Consultation plans for the UK government’s introduction of civil marriage equality for gay couples are expected to be unveiled tomorrow.

The consultation, which will examine how, rather than whether, to introduce equal marriage will be revealed by the equalities minister Lynne Featherstone with the backing of the prime minister and deputy prime minister.

The move was announced in September 2011 with a Downing Street source saying David Cameron had “personally intervened” to ensure that the consultation takes place and that the law is changed within the lifetime of this parliament.

PinkNews.co.uk anticipates the consultation to encompass how existing civil partnerships would be treated under a change in the law and whether same-sex couples will continue to have the option of civil partnerships as well as marriage.

The move to introduce equal marriage is also supported by the leader of the opposition, Ed Miliband and the Green Party’s MP Caroline Lucas.

Preceding weeks have seen numerous high profile religious figures speak out against equal civil marriage and fears that churches could be forced to hold ceremonies, though religious gay marriages are not being consulted on.

Recent polls have found more people in the UK in favour of equal marriage rights than opposed, though neither showed majority support.

An ICM poll for the Sunday Telegraph shows 45 per cent supporting the move in principle, while 36 per cent oppose it.

A similar poll by YouGov for the Sunday Times found 43 per cent in favour of same sex marriage, 32 percent in favour of just civil partnerships and just 15 per cent opposed to both.

A questionable poll commissioned by Catholics Voices and conducted by Comres was released last week. It appeared to show that 70 per cent of the public are opposed to same sex couples getting married. A full PinkNews analysis of the subject is here.

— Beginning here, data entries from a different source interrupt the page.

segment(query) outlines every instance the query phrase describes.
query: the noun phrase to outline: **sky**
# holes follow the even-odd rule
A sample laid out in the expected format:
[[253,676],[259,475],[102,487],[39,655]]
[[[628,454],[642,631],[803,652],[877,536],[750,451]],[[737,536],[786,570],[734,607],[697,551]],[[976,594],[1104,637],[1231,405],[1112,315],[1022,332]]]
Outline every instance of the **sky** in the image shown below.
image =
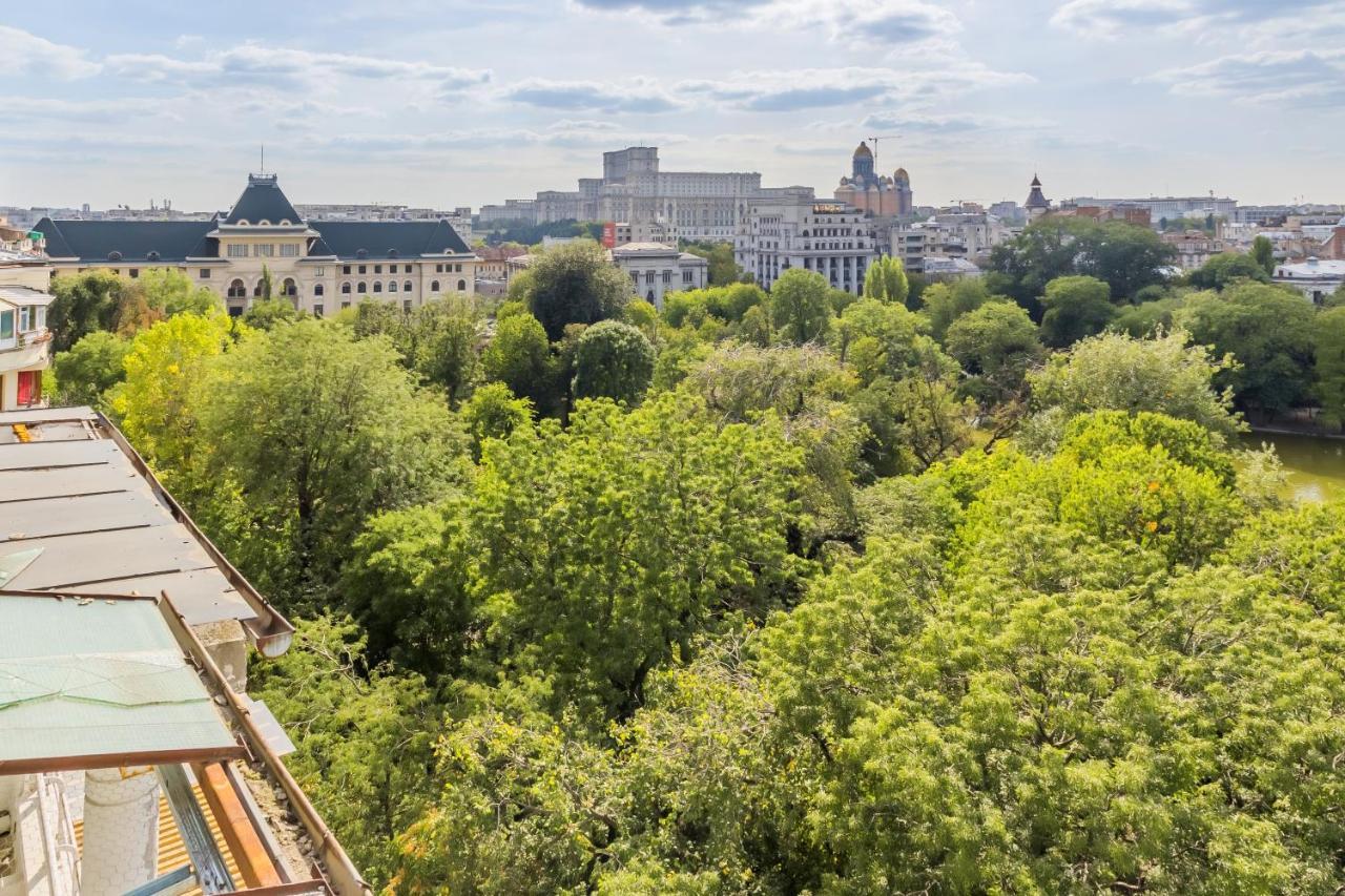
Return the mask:
[[917,204],[1345,200],[1341,0],[121,0],[0,12],[0,204],[477,207],[601,153]]

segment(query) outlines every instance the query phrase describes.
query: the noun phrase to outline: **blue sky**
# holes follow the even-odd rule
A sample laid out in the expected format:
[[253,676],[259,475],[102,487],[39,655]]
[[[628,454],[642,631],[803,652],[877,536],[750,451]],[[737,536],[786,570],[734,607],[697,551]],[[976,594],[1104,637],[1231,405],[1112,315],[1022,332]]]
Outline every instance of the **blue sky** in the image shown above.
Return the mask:
[[[202,12],[202,9],[211,9]],[[916,202],[1345,200],[1340,0],[7,4],[0,204],[479,206],[601,152],[830,192],[869,135]]]

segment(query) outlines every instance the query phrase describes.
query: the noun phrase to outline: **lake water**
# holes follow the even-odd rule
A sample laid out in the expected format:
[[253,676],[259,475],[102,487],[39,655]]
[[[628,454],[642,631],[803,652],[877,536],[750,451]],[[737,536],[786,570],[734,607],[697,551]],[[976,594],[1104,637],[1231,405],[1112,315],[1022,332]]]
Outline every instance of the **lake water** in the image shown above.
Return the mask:
[[1275,445],[1289,488],[1299,500],[1345,499],[1345,439],[1314,439],[1252,432],[1241,436],[1248,448]]

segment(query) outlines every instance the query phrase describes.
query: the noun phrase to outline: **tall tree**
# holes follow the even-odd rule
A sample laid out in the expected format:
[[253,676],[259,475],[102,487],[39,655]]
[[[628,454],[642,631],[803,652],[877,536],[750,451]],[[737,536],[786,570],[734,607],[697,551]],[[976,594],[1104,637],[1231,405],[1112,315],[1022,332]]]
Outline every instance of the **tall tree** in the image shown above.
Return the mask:
[[904,305],[911,293],[907,269],[900,258],[882,256],[863,274],[863,297]]
[[1057,277],[1041,297],[1041,339],[1064,348],[1107,328],[1116,315],[1111,288],[1096,277]]
[[827,335],[831,301],[827,281],[815,270],[791,268],[771,287],[771,324],[784,342],[802,346]]
[[604,320],[584,331],[574,351],[574,397],[635,405],[654,378],[654,346],[628,323]]
[[[620,318],[631,300],[631,280],[586,239],[549,249],[529,268],[523,295],[549,339],[558,340],[572,323]],[[511,296],[512,297],[512,296]]]

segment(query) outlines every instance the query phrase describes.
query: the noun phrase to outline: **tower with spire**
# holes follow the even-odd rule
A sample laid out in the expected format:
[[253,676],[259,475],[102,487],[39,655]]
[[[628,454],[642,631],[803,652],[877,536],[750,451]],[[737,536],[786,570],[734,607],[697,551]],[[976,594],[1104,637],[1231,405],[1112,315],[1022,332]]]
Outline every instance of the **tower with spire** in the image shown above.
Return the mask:
[[1050,200],[1041,192],[1041,179],[1032,175],[1032,190],[1028,192],[1028,202],[1022,203],[1028,211],[1028,221],[1036,221],[1050,210]]
[[861,140],[850,157],[850,176],[841,178],[833,194],[837,202],[854,206],[869,217],[909,215],[911,175],[905,168],[897,168],[890,178],[880,175],[873,161],[873,151]]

The Times became the first daily newspaper to outline its vocal support to reforming marriage by allowing same sex couples to enjoy the same rights as opposite sex couples. It wrote: “It would enrich the institution of marriage, enhance social stability and expand the sum of human happiness. It is a cause that has the firm support of The Times.”

The Church of England and the Roman Catholic Church have made clear their opposition to marriage equality. Britain’s only Catholic cardinal, Keith Michael Patrick O’Brien called it a “grotesque subversion of a universally accepted human right”.

But Quakers, Unitarians, Liberal Judaism and just last week, Reform Judaism backed equality and wish to conduct religious same sex marriages.

A Catholic newspaper claimed on Friday the government was expected to “bow to public pressure” and ask “whether gay civil marriage should be allowed at all”.

A government source confirmed to PinkNews.co.uk the consultation “has always been about how to introduce equal marriage, not whether to introduce it”.

More than 50,000 responses were submitted to the Scottish government’s consultation on the introduction of gay marriage last December.